La « Mouche de moutarde » de nos grands-mères.

 Lorsque j’étais jeune, ma mère avait l’habitude de soigner nos maux de gorge et nos « rhumes de poitrine » avec un cataplasme de moutarde forte sèche délayée dans de l’eau. Autrefois on appelait sinapisme du nom latin Sinapis. Originellement, cette plante portait le nom de « sénevé ». Cette façon de nous soigner était dans sa famille depuis plusieurs générations.

Puisque nos aïeux n’étaient pas riches et que les médecins pratiquaient surtout dans les grandes villes, tous les moyens étaient bons pour se soigner à la maison. La pharmacopée de ces familles était assez impressionnante, sauf que la plupart du temps, nul ne savait pourquoi ces « médecines » fonctionnaient, mais elles étaient efficaces. On transmettait ce « savoir » de nos mères de génération en génération.

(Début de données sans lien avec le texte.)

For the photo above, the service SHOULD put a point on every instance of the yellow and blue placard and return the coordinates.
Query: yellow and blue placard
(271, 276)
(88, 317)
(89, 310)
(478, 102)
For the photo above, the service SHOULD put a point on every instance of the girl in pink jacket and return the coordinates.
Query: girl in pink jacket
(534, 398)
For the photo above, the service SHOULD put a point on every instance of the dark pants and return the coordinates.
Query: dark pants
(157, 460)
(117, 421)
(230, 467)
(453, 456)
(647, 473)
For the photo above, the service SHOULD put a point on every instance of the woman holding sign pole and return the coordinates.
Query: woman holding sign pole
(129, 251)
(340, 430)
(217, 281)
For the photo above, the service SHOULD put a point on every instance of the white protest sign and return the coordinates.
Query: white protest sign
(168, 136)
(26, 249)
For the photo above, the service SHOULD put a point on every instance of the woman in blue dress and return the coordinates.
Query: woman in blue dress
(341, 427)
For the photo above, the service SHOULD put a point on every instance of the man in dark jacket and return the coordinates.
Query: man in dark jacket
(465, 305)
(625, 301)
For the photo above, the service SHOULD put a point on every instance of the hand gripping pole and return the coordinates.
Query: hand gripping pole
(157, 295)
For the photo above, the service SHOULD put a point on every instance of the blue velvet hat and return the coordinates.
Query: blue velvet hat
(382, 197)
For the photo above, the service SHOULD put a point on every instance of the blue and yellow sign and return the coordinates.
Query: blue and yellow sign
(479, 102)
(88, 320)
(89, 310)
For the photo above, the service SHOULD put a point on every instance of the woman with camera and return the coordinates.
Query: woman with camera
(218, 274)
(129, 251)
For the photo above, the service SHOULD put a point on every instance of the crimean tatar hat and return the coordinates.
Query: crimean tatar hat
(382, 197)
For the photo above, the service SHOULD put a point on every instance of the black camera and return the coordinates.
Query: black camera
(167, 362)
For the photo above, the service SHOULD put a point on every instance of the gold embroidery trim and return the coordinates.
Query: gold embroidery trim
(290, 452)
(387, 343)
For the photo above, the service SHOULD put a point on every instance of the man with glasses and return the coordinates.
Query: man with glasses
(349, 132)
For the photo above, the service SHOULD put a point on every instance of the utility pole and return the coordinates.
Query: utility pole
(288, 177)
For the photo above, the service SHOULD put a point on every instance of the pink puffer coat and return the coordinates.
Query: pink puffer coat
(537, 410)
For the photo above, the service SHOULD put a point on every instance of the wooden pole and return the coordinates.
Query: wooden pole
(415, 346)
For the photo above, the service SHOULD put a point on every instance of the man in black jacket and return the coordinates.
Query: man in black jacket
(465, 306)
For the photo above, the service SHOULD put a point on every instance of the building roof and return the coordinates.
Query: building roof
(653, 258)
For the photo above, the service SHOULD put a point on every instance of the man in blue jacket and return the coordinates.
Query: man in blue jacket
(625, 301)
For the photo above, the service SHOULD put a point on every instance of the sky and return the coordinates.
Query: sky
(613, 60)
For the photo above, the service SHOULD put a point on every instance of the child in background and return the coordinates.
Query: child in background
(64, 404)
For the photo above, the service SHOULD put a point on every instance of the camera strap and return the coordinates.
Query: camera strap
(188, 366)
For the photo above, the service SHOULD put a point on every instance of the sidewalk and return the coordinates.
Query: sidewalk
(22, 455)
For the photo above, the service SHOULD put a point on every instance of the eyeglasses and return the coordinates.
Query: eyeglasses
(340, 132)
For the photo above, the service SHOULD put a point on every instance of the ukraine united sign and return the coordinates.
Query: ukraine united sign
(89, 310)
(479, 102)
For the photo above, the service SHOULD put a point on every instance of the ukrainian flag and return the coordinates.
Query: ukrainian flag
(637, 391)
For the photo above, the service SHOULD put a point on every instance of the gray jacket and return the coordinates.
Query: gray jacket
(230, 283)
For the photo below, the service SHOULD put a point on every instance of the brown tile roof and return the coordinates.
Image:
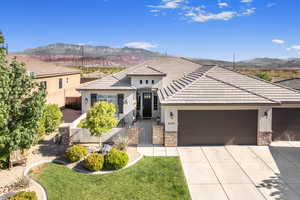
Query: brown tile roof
(190, 83)
(216, 85)
(291, 83)
(146, 71)
(42, 69)
(173, 68)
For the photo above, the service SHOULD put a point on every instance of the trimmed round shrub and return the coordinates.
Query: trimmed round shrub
(76, 152)
(94, 162)
(115, 159)
(24, 195)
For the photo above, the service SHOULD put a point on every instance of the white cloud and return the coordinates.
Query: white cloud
(246, 1)
(155, 11)
(202, 16)
(140, 45)
(277, 41)
(200, 13)
(169, 4)
(222, 4)
(294, 48)
(269, 5)
(249, 11)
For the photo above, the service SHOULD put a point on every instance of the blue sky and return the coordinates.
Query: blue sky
(194, 28)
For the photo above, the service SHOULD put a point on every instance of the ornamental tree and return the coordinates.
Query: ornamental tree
(21, 105)
(101, 118)
(51, 118)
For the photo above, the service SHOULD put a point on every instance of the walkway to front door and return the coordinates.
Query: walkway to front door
(145, 134)
(147, 105)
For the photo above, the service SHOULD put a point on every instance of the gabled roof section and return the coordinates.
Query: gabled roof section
(108, 83)
(146, 71)
(199, 88)
(217, 85)
(172, 68)
(260, 87)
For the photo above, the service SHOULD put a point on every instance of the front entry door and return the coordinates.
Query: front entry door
(147, 105)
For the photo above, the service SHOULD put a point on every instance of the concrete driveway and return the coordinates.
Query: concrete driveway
(239, 172)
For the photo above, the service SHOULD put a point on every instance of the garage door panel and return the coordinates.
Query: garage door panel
(286, 124)
(217, 127)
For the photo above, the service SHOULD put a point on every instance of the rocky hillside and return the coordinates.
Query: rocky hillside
(88, 55)
(264, 63)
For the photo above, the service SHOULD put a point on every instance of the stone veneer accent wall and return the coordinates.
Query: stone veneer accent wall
(133, 135)
(158, 134)
(65, 131)
(264, 138)
(170, 139)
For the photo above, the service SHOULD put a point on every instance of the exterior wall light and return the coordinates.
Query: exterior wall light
(171, 115)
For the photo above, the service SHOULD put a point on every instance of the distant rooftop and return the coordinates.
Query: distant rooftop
(42, 69)
(292, 83)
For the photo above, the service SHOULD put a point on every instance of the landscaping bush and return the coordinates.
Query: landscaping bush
(115, 159)
(121, 143)
(24, 195)
(94, 162)
(76, 152)
(50, 119)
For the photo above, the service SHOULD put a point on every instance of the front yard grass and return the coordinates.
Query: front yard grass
(149, 179)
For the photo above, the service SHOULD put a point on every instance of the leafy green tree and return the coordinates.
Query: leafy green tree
(264, 75)
(101, 118)
(1, 37)
(21, 105)
(50, 120)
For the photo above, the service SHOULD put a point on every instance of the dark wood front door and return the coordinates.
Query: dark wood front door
(147, 105)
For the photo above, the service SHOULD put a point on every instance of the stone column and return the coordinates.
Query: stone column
(133, 135)
(158, 134)
(65, 132)
(170, 139)
(171, 126)
(264, 132)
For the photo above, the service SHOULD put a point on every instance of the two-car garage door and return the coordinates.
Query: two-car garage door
(198, 127)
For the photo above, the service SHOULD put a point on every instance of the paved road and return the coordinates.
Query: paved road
(239, 172)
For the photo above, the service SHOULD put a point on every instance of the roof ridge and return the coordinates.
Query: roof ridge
(154, 69)
(259, 79)
(232, 85)
(185, 85)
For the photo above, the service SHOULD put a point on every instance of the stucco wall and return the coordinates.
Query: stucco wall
(129, 102)
(158, 82)
(56, 95)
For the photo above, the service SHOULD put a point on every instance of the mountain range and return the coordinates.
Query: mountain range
(88, 55)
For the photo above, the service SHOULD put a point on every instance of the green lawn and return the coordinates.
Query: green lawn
(151, 178)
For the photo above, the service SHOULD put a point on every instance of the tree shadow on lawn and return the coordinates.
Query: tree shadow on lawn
(284, 185)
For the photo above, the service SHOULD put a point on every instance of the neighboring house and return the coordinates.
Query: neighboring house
(60, 82)
(200, 104)
(291, 83)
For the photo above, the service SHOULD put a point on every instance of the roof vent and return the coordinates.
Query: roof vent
(31, 73)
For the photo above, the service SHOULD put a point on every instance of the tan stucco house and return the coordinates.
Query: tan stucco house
(60, 82)
(199, 104)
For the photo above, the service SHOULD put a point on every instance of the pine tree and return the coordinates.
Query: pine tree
(21, 105)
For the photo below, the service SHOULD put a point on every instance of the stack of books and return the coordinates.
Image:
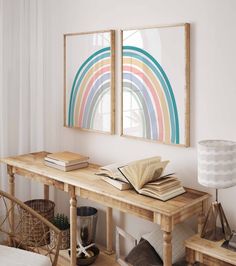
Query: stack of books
(66, 161)
(146, 177)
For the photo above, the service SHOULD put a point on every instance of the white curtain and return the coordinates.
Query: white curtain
(21, 85)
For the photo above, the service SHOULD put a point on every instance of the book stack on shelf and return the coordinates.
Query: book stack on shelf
(66, 161)
(146, 177)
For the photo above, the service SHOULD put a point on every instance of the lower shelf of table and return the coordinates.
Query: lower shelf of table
(205, 250)
(102, 260)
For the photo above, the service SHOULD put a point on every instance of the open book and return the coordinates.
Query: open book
(113, 176)
(146, 177)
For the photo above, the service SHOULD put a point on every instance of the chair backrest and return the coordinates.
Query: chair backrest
(13, 215)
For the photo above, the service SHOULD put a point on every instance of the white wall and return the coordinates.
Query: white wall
(213, 79)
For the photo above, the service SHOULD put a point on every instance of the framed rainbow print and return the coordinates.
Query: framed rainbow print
(89, 81)
(155, 78)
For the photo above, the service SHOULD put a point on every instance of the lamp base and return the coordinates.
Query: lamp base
(210, 229)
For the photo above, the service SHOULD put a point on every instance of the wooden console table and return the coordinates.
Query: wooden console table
(86, 184)
(208, 252)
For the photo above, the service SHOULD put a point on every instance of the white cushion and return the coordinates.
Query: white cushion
(180, 233)
(17, 257)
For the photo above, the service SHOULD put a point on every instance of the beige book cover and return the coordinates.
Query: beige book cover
(66, 158)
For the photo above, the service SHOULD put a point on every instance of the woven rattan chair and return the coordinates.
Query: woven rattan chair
(13, 234)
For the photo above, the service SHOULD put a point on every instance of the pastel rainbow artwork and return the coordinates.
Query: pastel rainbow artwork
(145, 79)
(91, 84)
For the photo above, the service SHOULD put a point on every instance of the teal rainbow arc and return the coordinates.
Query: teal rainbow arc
(91, 82)
(144, 77)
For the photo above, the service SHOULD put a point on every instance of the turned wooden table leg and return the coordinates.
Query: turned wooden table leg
(109, 225)
(46, 192)
(73, 225)
(11, 182)
(167, 248)
(202, 216)
(190, 257)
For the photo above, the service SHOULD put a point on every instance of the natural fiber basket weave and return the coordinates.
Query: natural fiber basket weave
(30, 226)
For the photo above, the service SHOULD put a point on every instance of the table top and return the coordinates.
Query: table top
(86, 179)
(211, 248)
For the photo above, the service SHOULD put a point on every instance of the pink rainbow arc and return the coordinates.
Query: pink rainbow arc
(88, 89)
(136, 71)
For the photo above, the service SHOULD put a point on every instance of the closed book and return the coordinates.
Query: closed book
(66, 158)
(116, 183)
(67, 168)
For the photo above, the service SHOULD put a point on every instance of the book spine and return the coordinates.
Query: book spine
(63, 163)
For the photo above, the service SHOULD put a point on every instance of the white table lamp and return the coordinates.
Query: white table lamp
(216, 169)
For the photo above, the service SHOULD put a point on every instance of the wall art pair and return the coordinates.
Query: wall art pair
(155, 82)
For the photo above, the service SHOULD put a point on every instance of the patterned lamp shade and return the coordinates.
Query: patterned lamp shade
(217, 163)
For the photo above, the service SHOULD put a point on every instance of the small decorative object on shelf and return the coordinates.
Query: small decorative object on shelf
(61, 221)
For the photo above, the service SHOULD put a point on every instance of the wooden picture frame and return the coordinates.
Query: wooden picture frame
(89, 81)
(156, 84)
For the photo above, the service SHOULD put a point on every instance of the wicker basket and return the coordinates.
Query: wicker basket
(35, 233)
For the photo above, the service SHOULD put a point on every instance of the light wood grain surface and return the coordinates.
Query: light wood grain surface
(89, 183)
(86, 184)
(208, 252)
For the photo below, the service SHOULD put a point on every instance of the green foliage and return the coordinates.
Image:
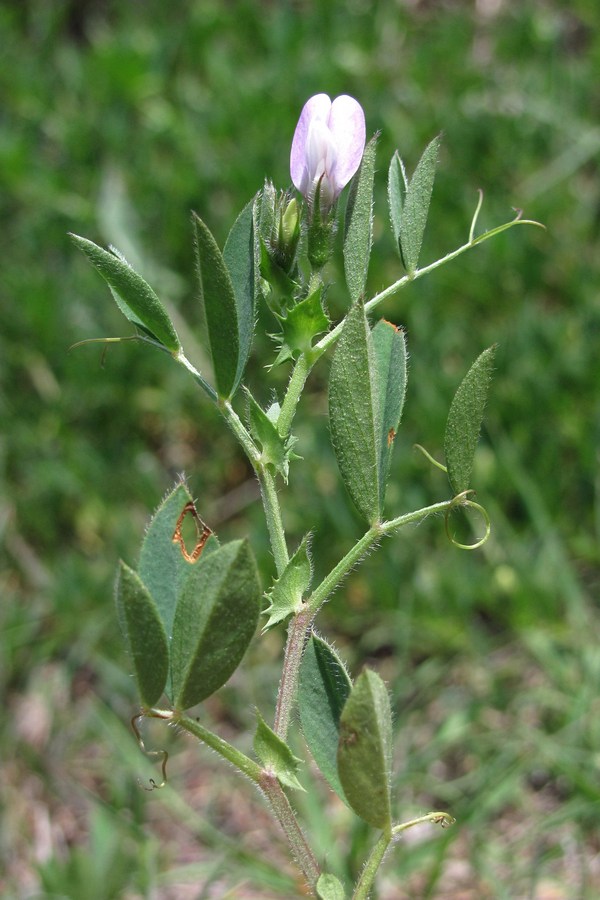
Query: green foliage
(215, 620)
(353, 414)
(409, 202)
(276, 451)
(365, 750)
(358, 226)
(330, 888)
(367, 384)
(390, 357)
(144, 634)
(323, 690)
(285, 597)
(77, 475)
(241, 256)
(300, 325)
(134, 296)
(220, 303)
(464, 421)
(275, 755)
(162, 566)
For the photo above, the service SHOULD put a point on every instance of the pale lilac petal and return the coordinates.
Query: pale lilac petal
(317, 107)
(347, 126)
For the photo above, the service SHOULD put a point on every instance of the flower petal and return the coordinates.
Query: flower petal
(317, 107)
(347, 126)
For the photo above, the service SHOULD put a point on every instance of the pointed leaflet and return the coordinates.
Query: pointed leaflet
(358, 230)
(397, 186)
(276, 452)
(365, 750)
(215, 619)
(330, 888)
(275, 755)
(354, 413)
(144, 634)
(220, 307)
(163, 567)
(285, 597)
(303, 322)
(240, 255)
(389, 350)
(324, 687)
(464, 421)
(134, 296)
(413, 215)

La recette de base de maman était : 3 parties de farine pour une partie de moutarde. Mais je crois qu’elle trichait un peu et était plus généreuse sur la moutarde. Elle délayait le tout dans une tasse avec un peu d'eau pour en faire une pâte épaisse, qu’elle étendait sur une vieille couche de coton d’enfant ou un vieux linge de vaisselle qu’elle gardait à cet effet. Je me souviens même qu’elle étendait cette mixture sur un papier brun assez épais qu’elle découpait en prenant la partie sur laquelle elle voulait la déposer comme modèle. C’était tellement froid à l’application!!! Elle soulevait régulièrement un coin, jamais le même, à toutes les trois à quatre minutes, sinon, gare aux brûlures. Notre peau devenait rouge comme un gros coup de soleil.

Mais, quelle était donc le secret ce remède miracle, parce que, ça « dégageait » effectivement les poumons???!!! La raison est fort simple.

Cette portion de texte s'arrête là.